Thanks again for letting me crash last nite. Sorry I banged your little brother.
so I was thinking like, Rob Pattinson could make so much money whoring himself out dressed as Edward Cullen.
yeah, I mean if he's down to fuck a lot of fat chicks and stare at Tiger Beat posters of himself above the bed...
Their flight hasn't even left yet and the 'buy food to keep yourself alive' budget is gone on tequila.
Taking jello shots out of a big bowl from a measuring spoon. holla atcha boy.
He bought me flowers. The card with it said: Sorry I cant get you off. I will try harder.
All I could understand from his text was "hatchet" "soccer" & "bitch". its safe to say andy has had enough to drink & will be violent soon
These pubs in Ireland act like hand jobs aren't the universal currency
Dude, I think someone on your skype account may have seen me beat off. I used your computer and didnt realize you were still signed in. Please tell me no one was on...
yea i really dont care about the sex, i just want him to eat my vag. He has to be good at because of his tremors.
I once puked on the side of the hwy driving home and it somehow made me feel more Canadian. So don't rule it out
Either I'm tripping balls or my dog has super powers.

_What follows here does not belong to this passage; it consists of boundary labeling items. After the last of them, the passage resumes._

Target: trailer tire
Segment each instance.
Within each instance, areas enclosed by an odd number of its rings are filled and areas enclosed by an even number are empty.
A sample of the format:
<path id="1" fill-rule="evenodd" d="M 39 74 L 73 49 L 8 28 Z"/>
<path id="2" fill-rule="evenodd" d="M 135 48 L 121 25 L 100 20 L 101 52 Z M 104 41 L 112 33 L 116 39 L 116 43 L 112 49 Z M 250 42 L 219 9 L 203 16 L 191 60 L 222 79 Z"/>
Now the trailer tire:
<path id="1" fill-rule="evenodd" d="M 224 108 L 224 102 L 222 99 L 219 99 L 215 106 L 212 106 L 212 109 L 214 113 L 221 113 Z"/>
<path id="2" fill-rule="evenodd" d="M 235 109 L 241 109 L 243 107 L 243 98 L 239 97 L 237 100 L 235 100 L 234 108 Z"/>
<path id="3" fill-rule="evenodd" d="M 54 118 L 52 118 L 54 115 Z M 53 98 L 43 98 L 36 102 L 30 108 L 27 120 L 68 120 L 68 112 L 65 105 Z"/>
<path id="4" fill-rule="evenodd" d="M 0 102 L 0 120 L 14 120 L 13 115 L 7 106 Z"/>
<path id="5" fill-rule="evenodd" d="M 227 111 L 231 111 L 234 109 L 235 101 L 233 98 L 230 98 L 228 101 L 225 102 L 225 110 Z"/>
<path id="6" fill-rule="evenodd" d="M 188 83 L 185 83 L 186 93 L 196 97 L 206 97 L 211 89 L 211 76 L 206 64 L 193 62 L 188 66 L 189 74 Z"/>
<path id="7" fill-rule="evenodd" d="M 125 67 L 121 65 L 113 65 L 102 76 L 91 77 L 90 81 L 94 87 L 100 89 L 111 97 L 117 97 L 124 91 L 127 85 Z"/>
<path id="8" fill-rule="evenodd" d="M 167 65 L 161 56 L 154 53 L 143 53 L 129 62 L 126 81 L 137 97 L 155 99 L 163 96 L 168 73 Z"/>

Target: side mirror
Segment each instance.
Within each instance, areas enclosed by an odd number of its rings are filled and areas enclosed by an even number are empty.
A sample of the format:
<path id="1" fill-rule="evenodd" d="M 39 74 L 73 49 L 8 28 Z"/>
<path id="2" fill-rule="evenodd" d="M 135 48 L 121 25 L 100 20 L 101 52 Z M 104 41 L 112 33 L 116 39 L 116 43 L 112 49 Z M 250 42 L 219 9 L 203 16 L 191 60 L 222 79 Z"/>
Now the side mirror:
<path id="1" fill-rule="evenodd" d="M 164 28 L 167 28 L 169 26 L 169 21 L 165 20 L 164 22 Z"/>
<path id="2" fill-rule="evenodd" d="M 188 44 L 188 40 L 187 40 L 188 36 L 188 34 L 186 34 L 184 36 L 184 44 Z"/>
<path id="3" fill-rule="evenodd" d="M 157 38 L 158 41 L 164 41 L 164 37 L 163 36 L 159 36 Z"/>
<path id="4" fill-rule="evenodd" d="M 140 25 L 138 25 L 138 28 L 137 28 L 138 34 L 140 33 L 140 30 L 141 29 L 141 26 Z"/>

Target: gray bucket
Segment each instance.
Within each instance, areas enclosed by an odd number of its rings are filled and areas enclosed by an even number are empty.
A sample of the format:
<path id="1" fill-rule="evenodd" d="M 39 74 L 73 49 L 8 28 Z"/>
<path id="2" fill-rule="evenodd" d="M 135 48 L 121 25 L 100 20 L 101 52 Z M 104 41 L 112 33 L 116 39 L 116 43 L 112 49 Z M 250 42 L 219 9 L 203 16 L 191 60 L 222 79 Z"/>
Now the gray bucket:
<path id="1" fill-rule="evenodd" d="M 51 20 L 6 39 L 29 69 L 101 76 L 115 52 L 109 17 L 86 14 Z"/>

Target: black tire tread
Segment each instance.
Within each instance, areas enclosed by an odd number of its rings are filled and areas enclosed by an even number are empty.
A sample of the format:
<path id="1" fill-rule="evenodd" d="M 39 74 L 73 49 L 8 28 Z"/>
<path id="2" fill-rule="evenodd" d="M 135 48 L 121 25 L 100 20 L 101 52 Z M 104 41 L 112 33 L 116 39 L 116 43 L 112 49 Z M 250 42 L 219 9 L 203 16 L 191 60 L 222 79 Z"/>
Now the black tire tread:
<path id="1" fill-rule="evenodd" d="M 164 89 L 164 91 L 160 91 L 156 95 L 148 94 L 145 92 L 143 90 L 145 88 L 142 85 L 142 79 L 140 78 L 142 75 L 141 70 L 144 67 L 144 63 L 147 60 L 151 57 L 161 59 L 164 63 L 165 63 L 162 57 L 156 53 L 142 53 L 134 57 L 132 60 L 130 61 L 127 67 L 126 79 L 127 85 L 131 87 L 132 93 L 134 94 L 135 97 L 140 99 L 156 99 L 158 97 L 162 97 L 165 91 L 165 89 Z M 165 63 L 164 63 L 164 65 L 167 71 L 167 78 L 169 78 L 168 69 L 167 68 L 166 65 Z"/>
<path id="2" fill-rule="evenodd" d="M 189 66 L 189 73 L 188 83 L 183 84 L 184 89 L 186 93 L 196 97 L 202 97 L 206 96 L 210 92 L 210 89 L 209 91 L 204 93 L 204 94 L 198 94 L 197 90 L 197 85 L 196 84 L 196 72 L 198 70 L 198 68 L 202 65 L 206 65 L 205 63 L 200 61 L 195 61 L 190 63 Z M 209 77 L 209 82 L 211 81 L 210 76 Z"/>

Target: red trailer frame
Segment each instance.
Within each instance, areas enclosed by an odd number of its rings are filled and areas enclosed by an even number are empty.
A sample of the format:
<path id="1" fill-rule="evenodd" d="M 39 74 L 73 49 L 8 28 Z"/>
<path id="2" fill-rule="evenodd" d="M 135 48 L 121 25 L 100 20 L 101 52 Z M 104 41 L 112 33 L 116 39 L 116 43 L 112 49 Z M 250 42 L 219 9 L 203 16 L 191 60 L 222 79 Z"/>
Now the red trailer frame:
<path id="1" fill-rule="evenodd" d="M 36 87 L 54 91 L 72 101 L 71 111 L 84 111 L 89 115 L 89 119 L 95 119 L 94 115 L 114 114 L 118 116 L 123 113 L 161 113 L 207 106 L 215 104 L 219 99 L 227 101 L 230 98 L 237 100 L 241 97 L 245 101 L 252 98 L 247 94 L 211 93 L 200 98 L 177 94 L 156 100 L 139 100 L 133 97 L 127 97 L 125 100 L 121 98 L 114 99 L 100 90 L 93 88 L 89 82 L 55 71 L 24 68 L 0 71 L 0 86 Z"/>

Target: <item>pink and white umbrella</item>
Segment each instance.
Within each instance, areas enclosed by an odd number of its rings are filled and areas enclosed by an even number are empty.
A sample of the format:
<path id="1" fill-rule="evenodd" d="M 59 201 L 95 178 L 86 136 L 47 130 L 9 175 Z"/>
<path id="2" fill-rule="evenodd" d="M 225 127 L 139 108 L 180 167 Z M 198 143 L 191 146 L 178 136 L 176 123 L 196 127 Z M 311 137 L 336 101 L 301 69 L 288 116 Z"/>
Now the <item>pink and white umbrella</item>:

What the fuck dude? Now it's a "who is this?" convo going back and forth. Like... helllloooo you just sent me a picture of your penis! I'm entitled to ask who the fuck it is. I can't verify an identity by a body part.
I woke up upside down with my head in your ottoman and like a foot of space between the ottoman and chair.. My legs were straight up in the air... Yes. Your mother found me.
my face feels like mints and my body feels like tingles
Hey. Did I get punched in the face last night?
Yeah. I told you I would and you didn't believe me.